I'll repeat what I've said before. The Darwinian theory is dominant, but I think one would be unwise to assume that it is the last word on the subject.

What Mr. Birdnow said is correct. There have been too many challenges met by claims to authority when too much of the evidence is speculative, nonexistent, or in opposition to the facts as they currently stand. I don't deny that the theory is impressive and as good an explanation of the natural situation as we've seen, but authority won't answer the question. I haven't seen too many of our liberal commentators happy to punt to the authority of a Reynolds or Zycher, have you?

The Liberal Anonymous said...

I haven't seen too many of our liberal commentators happy to punt to the authority of a Reynolds or Zycher, have you?

If you claimed that nobody had come up with an explanation for something that I knew Reynolds or Zycher had explained, I think I'd probably punt to their authority immediately. Whether or not I believed them to be correct would be beside the point.

And that's what I've been trying to get across. (Forgive me if I have been less than clear.) Posing a question like your "head scratcher" to this board may indeed lead to nothing but head scratching. But just because we have no biologists here to answer the "why" question from the point of view of modern biology doesn't mean that nobody has given such an answer. Maybe nobody has been able to figure out why births are so difficult. Perhaps somebody has written a paper in which they have an explanation and give experimental evidence it. It's possible (though unlikely) that nobody has ever thought to ask that quesiton before.

Without an authority, we're just going to run in circles. That's why these challenges bother me so.

Hunter Baker said...

Lib. Anon, I think part of why I decided to make a post of this birthing issue with regard to evolution is because I have never heard it discussed.

We hear so much about the eye, for example, as a problem for evolution theory, but why not birth? I mean, really, human birth would seem to be one of the key, key areas for challenges to be made.

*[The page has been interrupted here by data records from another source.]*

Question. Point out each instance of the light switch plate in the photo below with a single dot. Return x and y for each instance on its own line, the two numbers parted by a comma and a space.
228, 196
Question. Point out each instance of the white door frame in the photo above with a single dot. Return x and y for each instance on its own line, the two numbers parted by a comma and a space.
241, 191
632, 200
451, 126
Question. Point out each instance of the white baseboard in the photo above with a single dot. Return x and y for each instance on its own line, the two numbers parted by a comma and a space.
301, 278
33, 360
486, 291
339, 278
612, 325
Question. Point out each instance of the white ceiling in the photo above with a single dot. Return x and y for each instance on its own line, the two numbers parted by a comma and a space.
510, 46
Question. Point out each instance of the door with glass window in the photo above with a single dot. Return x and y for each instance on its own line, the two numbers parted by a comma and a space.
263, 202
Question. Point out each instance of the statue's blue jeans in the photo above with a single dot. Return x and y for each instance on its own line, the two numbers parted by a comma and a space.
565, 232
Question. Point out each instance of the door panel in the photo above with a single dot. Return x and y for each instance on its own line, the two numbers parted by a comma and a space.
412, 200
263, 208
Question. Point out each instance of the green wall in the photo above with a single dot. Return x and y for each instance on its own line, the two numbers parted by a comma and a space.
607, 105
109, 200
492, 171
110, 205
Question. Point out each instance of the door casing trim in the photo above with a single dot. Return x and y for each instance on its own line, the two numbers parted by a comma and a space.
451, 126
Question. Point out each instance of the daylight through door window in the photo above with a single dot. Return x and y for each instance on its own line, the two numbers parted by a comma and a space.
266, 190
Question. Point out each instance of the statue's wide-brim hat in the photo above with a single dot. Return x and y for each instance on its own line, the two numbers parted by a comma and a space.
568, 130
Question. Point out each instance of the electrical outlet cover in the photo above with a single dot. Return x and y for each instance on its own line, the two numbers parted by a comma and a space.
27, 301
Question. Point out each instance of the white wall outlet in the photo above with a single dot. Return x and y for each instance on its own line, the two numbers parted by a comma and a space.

This is one of the things blogs are good for, raising questions and seeing if anyone has a good answer.

The Liberal Anonymous said...

A quick google search came up with something:

Evolution of Human Birth
Difficult Birth - A Scar of Human Evolution

Hunter Baker said...

Both very interesting. It seems the human is a bit of a paradox. Bipedal locomotion with small pelvic openings and babies with too big heads. Doesn't sound like the product of natural selection to me. Sounds like something else.

Thanks for going out and finding something for us to read, Lib. Anon. Much appreciated.